Mahkeme başkanının Nevzat Bahtiyar’a aralarındaki para meselesinden dolayı kin besleyip beslemediğini sorusu üzerine Arif Güran, “İlk söylediğimde kimse inanmadı 50 bin TL için çocuk öldürmezler dediler ama böyle bir konumuz oldu. Defalarca söyledim benim kızım tepeye çıkmamış. Senaryo üzerinden senin abin 18.30’da köyden süratle geçti, kızını götürmüş olabilir dediler. Delil istedim yaklaşık 6 akşam jandarmada durdum herhangi bir zorluk görmedim. İlk gün de söyledim. ‘Komutanım kamera benim evimi net görüyor’ dedim. ‘Bizim bakmaya yetkimiz yok’ dediler. Güneş vuruyor diyorlar kızımın en son görüldüğü saatler o kamera 18.30 sıralarını gösteriyor. O şahin adlı kameraların izlenmesini istiyorum. Benim evimin önünde ağaç bile yok, görülür. O kamera kayıtlarını istiyorum. O kamera net görüyor. Belki o kamera ortaya çıksa Nevzat Bahtiyar da suçsuz çıkabilir ama bakılsın” dedi.
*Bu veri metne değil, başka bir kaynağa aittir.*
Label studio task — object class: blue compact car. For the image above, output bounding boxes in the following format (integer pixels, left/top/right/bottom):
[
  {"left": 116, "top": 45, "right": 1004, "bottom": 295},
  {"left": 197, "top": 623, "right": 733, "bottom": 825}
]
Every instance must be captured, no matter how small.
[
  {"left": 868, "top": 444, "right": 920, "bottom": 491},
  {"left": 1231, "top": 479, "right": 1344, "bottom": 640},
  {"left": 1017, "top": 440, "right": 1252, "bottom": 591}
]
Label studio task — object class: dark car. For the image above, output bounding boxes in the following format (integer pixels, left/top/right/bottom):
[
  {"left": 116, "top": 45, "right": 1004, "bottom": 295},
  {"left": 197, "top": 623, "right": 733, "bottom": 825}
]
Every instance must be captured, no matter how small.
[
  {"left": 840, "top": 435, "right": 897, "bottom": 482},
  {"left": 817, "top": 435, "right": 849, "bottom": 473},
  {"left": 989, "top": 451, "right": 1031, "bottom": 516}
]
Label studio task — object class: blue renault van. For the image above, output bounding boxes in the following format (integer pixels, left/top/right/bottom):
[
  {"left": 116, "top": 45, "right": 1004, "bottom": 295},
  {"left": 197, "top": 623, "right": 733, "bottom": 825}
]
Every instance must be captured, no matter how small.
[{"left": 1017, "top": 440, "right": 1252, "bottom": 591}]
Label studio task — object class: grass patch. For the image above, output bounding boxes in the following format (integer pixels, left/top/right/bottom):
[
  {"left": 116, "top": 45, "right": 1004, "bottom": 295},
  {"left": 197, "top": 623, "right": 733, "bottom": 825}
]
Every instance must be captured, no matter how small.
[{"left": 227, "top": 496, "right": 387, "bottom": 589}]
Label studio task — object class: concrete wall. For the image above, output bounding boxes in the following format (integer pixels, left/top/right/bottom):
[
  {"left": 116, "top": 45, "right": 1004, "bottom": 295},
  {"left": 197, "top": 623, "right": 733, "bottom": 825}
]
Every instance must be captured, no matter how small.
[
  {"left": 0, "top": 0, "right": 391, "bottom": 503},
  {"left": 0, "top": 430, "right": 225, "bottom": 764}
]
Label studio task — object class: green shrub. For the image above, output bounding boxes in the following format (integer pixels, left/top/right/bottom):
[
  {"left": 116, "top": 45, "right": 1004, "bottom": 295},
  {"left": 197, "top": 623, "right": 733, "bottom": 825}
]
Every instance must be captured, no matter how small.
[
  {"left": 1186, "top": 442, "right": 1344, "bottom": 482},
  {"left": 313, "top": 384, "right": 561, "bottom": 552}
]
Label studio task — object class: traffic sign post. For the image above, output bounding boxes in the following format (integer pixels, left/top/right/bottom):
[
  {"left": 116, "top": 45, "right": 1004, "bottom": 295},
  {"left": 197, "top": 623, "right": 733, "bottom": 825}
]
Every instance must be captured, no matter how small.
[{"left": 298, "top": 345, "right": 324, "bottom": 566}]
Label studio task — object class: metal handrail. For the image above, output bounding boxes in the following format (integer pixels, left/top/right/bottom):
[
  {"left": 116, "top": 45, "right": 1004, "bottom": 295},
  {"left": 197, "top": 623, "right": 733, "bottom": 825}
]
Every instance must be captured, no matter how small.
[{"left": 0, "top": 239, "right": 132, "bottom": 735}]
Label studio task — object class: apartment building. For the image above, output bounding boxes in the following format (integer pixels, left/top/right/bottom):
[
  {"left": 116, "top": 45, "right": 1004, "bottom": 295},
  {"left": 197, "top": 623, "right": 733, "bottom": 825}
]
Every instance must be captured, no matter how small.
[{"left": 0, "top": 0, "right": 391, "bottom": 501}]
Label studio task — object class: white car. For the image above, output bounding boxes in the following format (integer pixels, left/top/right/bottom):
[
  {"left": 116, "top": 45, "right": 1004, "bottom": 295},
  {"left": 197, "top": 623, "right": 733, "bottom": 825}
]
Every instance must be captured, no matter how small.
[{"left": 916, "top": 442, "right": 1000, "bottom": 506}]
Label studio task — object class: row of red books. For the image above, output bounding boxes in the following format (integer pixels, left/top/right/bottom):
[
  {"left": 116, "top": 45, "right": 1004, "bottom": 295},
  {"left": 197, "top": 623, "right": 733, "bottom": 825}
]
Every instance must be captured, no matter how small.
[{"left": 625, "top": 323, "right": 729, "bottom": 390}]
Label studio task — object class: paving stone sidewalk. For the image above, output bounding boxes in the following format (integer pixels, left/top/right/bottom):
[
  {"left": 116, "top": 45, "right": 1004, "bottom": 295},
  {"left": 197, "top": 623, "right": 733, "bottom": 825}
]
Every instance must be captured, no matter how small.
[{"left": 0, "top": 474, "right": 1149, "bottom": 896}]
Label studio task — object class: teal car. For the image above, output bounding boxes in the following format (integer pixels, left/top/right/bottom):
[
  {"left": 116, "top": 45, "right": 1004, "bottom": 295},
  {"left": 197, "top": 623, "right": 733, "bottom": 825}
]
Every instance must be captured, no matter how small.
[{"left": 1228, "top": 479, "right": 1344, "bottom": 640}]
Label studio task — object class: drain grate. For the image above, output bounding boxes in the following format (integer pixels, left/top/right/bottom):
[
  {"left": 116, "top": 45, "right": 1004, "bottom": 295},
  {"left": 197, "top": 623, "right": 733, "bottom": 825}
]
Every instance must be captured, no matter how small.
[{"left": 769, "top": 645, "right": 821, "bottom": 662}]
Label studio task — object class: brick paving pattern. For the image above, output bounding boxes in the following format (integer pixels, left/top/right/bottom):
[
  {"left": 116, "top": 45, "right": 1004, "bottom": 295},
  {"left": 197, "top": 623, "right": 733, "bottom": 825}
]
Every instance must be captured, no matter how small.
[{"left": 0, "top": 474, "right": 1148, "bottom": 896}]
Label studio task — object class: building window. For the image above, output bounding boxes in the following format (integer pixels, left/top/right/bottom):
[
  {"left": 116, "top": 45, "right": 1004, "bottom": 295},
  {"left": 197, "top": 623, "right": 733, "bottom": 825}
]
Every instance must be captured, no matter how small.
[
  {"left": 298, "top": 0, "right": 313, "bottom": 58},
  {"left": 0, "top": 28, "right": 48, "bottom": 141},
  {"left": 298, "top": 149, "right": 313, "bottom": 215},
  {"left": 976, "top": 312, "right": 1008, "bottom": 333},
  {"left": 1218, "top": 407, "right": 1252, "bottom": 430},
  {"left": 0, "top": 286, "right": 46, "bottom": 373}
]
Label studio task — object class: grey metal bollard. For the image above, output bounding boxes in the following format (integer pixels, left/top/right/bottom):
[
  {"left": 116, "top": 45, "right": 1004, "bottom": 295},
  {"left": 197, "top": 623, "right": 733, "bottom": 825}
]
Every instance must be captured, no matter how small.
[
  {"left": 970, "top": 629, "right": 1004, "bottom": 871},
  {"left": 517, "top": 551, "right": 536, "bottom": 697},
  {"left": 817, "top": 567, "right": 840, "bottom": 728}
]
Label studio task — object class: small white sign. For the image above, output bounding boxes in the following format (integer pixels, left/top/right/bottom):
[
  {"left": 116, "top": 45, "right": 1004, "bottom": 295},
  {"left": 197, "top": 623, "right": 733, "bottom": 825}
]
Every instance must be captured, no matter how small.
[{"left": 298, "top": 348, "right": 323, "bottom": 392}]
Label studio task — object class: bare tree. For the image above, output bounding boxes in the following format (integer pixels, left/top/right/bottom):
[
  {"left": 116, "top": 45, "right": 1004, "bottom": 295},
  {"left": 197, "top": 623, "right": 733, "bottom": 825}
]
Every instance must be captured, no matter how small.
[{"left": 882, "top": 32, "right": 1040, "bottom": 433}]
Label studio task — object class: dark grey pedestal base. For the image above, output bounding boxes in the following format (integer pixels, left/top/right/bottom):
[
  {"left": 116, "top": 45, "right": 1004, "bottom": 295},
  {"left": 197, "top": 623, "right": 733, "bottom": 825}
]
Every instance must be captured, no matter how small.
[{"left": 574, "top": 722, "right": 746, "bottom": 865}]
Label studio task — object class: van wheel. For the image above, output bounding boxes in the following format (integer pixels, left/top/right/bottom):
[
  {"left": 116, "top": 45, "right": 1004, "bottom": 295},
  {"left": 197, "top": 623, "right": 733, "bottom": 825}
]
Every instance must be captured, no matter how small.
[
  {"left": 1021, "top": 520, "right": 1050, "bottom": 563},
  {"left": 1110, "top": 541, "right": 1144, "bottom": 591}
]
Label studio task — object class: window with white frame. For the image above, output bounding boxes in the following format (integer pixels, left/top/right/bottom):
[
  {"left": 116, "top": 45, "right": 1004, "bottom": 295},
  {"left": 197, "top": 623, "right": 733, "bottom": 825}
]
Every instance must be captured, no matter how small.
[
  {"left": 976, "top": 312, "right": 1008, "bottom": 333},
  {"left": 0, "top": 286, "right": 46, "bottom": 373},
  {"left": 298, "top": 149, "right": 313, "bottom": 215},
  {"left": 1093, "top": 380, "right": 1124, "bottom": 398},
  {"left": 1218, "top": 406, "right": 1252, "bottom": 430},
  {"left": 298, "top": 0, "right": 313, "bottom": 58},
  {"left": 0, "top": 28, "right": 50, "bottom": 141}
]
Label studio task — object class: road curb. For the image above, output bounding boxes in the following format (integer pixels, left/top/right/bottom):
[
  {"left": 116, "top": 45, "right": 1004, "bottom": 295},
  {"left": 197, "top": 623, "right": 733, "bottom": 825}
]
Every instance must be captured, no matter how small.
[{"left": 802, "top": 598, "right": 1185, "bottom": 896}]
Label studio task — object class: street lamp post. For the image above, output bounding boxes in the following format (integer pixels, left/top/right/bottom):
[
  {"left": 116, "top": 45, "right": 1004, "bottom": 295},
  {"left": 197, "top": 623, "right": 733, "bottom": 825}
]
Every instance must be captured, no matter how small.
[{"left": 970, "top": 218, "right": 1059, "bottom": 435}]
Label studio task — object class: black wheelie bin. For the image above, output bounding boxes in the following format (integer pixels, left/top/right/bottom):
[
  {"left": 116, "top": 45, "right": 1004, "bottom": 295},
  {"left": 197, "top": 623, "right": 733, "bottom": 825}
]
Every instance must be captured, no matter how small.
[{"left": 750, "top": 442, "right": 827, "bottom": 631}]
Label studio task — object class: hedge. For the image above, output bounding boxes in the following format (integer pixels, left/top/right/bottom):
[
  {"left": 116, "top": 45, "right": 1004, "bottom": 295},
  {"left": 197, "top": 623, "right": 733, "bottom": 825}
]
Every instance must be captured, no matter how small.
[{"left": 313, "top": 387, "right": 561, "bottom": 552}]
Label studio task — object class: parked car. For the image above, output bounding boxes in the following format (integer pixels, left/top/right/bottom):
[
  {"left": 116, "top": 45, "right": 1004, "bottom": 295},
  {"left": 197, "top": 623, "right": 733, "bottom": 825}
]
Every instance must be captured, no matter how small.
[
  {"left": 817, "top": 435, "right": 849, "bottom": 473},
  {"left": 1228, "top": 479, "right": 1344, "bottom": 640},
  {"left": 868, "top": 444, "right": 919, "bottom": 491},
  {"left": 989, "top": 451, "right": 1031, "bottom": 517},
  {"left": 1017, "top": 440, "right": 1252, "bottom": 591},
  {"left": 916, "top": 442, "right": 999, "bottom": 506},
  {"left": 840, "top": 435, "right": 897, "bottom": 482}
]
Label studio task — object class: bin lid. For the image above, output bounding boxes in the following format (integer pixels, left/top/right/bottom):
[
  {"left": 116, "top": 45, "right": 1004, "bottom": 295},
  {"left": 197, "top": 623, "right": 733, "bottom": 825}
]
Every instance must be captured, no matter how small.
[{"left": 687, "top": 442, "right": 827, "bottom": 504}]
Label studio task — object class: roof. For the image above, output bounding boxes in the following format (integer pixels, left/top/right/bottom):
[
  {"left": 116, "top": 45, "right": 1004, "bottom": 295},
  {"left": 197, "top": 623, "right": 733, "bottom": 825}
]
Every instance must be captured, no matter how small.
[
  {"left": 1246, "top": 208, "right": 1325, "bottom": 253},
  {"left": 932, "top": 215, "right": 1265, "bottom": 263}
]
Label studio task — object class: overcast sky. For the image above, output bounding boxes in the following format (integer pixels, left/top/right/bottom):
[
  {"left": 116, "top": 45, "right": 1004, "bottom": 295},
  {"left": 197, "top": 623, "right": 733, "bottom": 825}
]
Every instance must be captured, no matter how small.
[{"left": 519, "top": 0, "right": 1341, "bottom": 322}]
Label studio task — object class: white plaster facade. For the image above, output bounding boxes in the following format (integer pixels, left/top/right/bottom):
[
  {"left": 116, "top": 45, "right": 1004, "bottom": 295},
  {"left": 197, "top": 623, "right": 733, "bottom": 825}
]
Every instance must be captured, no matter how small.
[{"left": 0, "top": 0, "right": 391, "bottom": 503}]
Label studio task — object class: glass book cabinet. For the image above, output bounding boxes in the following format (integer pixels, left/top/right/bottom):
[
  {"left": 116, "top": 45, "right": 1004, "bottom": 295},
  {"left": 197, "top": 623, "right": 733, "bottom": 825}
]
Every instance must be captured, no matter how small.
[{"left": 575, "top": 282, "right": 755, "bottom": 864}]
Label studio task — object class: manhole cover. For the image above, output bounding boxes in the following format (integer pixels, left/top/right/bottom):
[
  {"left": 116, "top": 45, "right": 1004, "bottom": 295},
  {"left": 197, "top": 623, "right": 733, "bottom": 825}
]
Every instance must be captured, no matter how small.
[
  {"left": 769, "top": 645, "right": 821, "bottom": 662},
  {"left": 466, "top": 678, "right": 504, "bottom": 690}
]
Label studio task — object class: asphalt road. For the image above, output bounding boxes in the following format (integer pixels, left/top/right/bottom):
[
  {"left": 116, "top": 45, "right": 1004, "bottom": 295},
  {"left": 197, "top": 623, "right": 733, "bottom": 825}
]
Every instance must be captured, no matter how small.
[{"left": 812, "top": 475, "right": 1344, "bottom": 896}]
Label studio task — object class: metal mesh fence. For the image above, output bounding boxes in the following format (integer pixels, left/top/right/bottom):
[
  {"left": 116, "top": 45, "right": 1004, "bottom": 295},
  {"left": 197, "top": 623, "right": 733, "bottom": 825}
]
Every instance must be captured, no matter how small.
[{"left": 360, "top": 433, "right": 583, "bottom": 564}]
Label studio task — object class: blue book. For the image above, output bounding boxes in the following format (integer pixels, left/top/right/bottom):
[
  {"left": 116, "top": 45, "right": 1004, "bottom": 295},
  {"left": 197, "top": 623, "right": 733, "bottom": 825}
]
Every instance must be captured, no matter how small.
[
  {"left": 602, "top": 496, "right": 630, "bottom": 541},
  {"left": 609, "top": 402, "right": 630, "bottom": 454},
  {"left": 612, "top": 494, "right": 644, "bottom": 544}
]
Arif Güran’ın bu talebine, mahkeme başkanı konu ile alakalı ilgili yerlere talepte bulunacaklarını söyledi.
Diyarbakır'da 8 yaşındaki Narin Güran'ın öldürülmesine ilişkin davada tutuklu 4 sanıktan anne Yüksel Güran savunma yaptı. Diyarbakır 8. Ağır Ceza Mahkemesindeki duruşmada tutuklu sanıklar Nevzat Bahtiyar ve ağabey Enes Güran'ın savunmasının ardından anne Yüksel Güran'ın savunmasına geçildi. Mahkeme başkanı, sanık Yüksel Güran'a "iştirak halinde çocuğa karşı kasten öldürme" suçundan ağırlaştırılmış müebbet hapis cezası istemiyle hakkında dava açıldığını belirtti.
Güran, savunmasında Narin'in kaybolduğu günün sabahı çok sevinçli olduğunu söyledi. Bir oğlunun dışında tüm aile bireyleriyle kahvaltı yaptıklarını anlatan Güran, "Mutluyduk, bilmiyorduk son soframız olacağını." dedi.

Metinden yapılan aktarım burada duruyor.